I am proud of West Texas A&M University, even though I never attended the school; nor did either of my sons.
My pride stems from the decision to erect a memorial on the WT campus that honors those grads from the school who have given their full measure of devotion in service to their country.
They broke ground the other day, with several dignitaries on hand to turn some dirt over to symbolize the start of construction.
This project exemplifies in my mind the nation’s continuing redemption toward the way it treats those who have served in the nation’s military. It wasn’t always this way, as those of us old enough can remember.
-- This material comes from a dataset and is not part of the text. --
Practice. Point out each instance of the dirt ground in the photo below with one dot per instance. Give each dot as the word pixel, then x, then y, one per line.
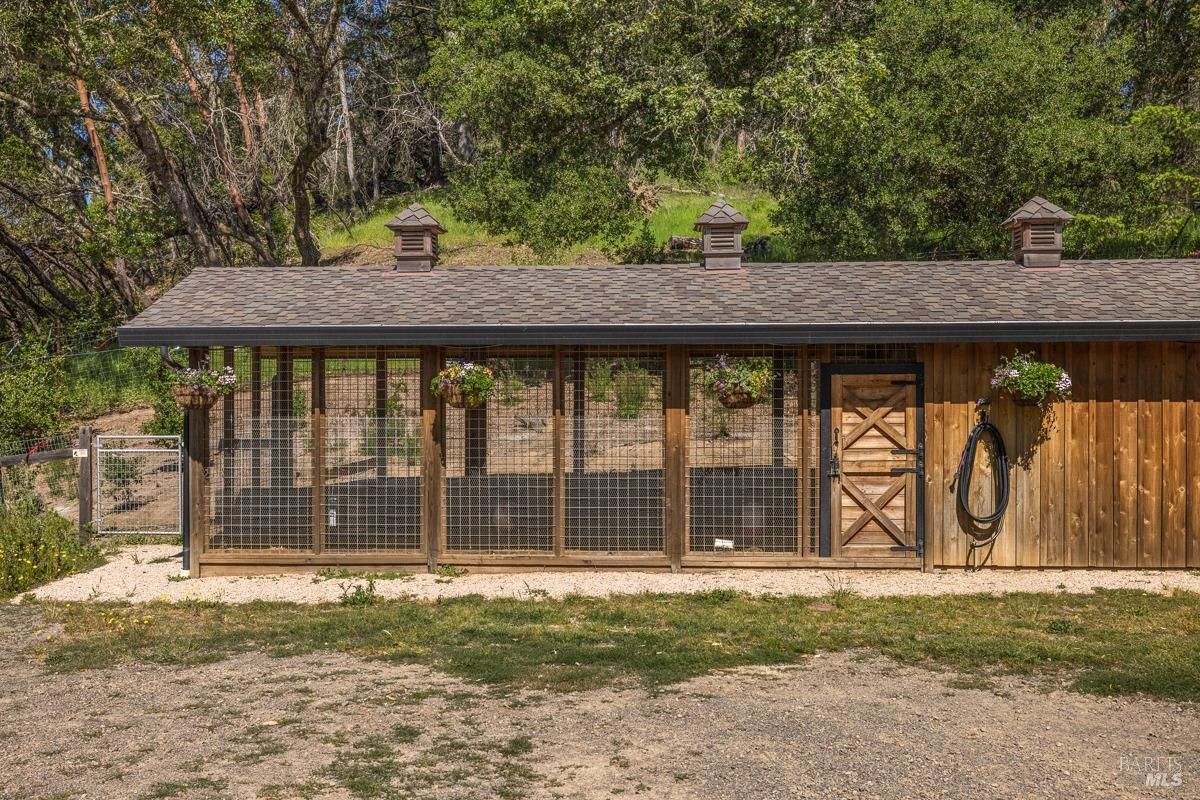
pixel 150 572
pixel 334 726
I was struck to see Randall County Judge Ernie Houdashell (second from left in the picture attached to this post) among those breaking ground. Houdashell is a buddy of mine and he — like yours truly — served in Vietnam during the war that tore the nation apart. The national reaction to that war sank the nation to its emotional nadir as it related to its treatment of veterans. I know that Houdashell remembers that time, because he has told me so.
That was then. The here and now brings loads of respect and affection for the men and women who have answered the call.
As for the WT memorial, it will bring additional honor to those who paid the ultimate sacrifice in every war this nation has fought since 1917, when we entered World War I.
Times do change. So do attitudes. It’s part of a national maturation. Indeed, the nation hasn’t always acted maturely where its veterans are concerned.
We’re doing so now — and that’s all that really matters.